Twombly and the Possible Impact on Coverage Cases

The US Supreme Court recently set forth a heightened standard to apply to Fed. R. Civ. P. 12 motions to dismiss in its decision in Bell Atlantic Corp. v. Twombly in which a class action was dismissed for failure of the class to demonstrate that it could “plausibly” win at trial.  In Twombly, the Court stated that to survive such a motion, the claim must include "enough facts to state a claim to relief that is plausible on its face."  The Court explained that the factual "allegations must be enough to raise a right to relief above the speculative level."  The Court noted that it was not imposing a "probability requirement at the pleading stage," and a well-pleaded complaint could proceed even if it was apparent that actual proof of the facts alleged was improbable and recovery was unlikely. The Court further explained that the complaint merely needed to contain enough factual matter to "raise a reasonable expectation that discovery will reveal evidence of" the claim or element. This ruling essentially departed from the established standard set forth in Conley v. Gibson, 355 U.S. 41 (1957) where the Court stated that lawsuits should not be dismissed at such an early stage unless it appeared that the party could prove “no set of facts” at trial that could support its claim.  Court watchers have indicated that this ruling will substantially impact the ability of plaintiffs to withstand attacks on complaints where the intent of a defendant is a necessary predicate to obtaining relief.  It is unknown how the 26 states that have patterned their dismissal standards on the Conley “no set of facts” language will apply the ruling in cases involving only the interpretation of state law.

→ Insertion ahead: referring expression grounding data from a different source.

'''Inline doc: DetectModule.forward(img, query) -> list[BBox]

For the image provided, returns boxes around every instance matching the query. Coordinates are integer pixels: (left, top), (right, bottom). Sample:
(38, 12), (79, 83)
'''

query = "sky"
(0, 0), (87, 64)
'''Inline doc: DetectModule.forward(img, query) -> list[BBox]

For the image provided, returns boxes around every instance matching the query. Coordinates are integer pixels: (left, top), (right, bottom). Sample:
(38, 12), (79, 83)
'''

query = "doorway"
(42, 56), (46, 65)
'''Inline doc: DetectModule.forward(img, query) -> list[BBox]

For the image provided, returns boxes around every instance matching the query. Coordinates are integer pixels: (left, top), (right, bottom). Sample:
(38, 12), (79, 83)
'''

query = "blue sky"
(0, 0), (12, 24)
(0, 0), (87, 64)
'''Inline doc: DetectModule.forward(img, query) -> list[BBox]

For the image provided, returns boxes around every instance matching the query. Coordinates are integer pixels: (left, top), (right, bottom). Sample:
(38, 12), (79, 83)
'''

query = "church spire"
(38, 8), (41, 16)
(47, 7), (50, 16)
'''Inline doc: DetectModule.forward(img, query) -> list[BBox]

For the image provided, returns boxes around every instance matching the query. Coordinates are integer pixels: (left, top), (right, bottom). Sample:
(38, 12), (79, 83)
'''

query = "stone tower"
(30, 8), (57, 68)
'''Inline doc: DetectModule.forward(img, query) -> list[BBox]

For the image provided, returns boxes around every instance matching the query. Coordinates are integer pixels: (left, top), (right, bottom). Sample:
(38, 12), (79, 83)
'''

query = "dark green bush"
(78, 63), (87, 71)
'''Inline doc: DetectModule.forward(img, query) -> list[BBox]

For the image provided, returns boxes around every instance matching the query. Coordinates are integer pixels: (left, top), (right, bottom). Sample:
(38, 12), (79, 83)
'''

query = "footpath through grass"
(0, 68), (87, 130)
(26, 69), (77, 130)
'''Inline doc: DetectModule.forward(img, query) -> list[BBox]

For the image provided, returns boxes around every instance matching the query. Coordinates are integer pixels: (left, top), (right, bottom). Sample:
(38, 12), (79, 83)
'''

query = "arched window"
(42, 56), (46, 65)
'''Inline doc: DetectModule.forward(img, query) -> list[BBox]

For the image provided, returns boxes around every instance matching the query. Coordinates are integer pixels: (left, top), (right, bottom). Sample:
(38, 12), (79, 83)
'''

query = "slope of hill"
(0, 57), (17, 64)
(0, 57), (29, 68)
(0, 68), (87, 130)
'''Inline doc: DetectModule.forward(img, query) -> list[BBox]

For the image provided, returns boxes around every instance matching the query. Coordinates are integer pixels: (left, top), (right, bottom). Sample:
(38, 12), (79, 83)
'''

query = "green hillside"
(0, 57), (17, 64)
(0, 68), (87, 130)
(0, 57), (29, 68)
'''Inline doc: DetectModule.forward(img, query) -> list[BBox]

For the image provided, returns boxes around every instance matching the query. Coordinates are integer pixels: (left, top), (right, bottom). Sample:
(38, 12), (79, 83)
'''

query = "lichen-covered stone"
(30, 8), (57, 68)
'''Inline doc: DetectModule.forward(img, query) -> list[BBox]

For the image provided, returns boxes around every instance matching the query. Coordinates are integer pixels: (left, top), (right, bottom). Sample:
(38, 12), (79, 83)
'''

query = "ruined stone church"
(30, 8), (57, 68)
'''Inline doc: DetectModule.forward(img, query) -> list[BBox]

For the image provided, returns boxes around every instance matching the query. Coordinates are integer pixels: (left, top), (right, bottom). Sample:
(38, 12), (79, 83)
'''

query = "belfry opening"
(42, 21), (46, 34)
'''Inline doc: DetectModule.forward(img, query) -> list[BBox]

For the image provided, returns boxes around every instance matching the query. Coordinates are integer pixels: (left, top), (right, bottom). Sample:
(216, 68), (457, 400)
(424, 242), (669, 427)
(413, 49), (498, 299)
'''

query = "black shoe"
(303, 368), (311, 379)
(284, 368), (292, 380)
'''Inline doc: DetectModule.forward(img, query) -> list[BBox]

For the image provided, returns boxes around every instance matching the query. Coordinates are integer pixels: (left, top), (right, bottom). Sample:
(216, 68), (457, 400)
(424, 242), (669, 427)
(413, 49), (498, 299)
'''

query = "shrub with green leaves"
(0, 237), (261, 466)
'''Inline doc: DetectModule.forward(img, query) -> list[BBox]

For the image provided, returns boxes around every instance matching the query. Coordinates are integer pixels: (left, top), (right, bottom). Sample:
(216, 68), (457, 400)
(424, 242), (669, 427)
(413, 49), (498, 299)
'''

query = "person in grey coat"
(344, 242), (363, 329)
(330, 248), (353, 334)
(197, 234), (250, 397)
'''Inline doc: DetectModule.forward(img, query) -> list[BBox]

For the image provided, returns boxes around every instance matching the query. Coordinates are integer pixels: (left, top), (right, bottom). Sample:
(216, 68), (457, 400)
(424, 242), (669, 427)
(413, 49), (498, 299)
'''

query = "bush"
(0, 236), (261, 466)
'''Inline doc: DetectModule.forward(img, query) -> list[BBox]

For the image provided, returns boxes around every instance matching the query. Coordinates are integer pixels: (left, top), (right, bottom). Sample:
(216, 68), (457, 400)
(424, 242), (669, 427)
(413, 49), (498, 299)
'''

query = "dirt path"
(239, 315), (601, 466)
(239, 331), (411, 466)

So far, only one decision has been released applying the Twombly standard in an insurance coverage case.  In State Auto Prop. & Cas. Ins. Co. v. Loehr, No. 4:06CV01427 FRB, 2007 U.S. Dist. LEXIS 69449 (E.D. Mo. Sept. 19, 2007), the Eastern District of Missouri found that a plaintiff insured met the “plausible” standard under Twombly as his complaint adequately alleged that State Auto's refusal to pay benefits was vexatious and without reasonable cause or excuse and cited the appropriate Missouri statute providing for vexatious refusal for payment of claims.  According to the opinion, it did not appear that any separate specific facts related to the basis for the “vexatious” allegation was plead other than an allegation regarding the nonpayment of policy proceeds.  However, the court found that the insured sufficiently met the Twombly standard as the general facts alleged concerning nonpayment of policy proceeds demonstrated "a reasonable expectation that discovery will reveal evidence of defendant's claim for vexatious refusal to pay.”